B.1.  draft-hakala-rfc3188bis-nbn-urn-00 to draft-ietf-urnbis-*-00

   - formal updates for a WG draft; no more "Updates: 2288";
   - introduced references to other URNbis WG documents;
   - changes based on review by Tommi Jauhiainen;
   - Sect. 3 restructured into namespace and community considerations;
   - old Sect. 7 incorporated in new Sect. 3.1;
   - Security Considerations: old Section 4.5 merged into Section 5;
   - added guidelines for when two manifestations of the same work
     should get different URN:NBNs;
   - clarified role of ISO 3166/MA for ISO 3166-1 country codes;
   - clarified role of non-ISO prefix registry maintaind by the LoC;
   - resolved inconsistency in lexical equivalence rules: as already
     specified for ISO alpha-2 country-codes, and in accordance with
     established practice, the whole NBN prefix is now declared case-
   - registration template adapted to rfc3406bis [-00];
   - numerous editorial fixes and enhancements.

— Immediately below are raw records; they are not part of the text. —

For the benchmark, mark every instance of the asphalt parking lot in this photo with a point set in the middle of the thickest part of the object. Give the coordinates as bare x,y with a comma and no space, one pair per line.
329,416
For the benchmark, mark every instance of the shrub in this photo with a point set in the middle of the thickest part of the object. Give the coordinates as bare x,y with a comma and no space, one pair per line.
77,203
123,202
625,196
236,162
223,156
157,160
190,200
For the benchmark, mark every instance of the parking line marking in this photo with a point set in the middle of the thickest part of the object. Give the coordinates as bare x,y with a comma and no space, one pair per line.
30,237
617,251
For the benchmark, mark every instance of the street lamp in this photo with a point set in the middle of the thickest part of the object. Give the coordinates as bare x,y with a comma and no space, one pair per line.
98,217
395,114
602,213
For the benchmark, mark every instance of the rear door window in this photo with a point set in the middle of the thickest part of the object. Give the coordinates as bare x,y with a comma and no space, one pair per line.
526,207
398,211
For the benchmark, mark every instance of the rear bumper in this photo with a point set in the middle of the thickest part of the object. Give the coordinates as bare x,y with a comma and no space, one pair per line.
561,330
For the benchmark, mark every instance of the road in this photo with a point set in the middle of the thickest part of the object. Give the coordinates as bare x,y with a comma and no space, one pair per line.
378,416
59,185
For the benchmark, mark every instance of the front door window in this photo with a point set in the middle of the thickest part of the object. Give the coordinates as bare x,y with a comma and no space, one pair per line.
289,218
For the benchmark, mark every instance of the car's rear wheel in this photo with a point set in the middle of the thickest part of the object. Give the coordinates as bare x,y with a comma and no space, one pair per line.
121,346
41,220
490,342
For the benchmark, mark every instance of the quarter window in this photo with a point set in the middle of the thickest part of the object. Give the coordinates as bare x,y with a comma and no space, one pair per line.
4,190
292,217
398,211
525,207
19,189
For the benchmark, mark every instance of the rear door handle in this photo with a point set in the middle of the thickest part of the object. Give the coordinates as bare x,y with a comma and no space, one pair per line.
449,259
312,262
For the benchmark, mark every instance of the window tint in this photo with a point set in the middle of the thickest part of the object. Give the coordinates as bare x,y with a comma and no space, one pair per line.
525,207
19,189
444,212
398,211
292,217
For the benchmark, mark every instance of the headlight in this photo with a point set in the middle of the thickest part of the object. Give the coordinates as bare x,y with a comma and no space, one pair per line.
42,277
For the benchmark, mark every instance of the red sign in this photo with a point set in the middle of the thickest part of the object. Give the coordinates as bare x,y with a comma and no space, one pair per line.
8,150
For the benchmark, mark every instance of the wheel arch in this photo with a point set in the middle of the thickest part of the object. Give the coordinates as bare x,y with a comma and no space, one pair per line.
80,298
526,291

B.2.  draft-ietf-urnbis-rfc3188bis-nbn-urn-00 to -01

   - Numerous changes to accommodate the outcome of the discussions on
     the urn list;
   - three different ways of identifying fragments specified;
   - removed some redundant/irrelevant paragraphs/subsections;
   - the "one manifestation, one URN" principle strenghtened;
   - introduced the idea of interlinking manifestations;
   - extended the scope of the NBN explicitly to works;
   - added reference to S4.2 in namespace registration;
   - numerous editorial fixes and enhancements.

B.3.  draft-ietf-urnbis-rfc3188bis-nbn-urn-01 to -02

   - Removed the possibility of using prefixes not based on country
   - replaced all instances of the word object with resources;
   - removed some redundant/irrelevant paragraphs/subsections;
   - allowed the possibility for identifying data elements with NBNs;
   - a few editorial fixes and enhancements.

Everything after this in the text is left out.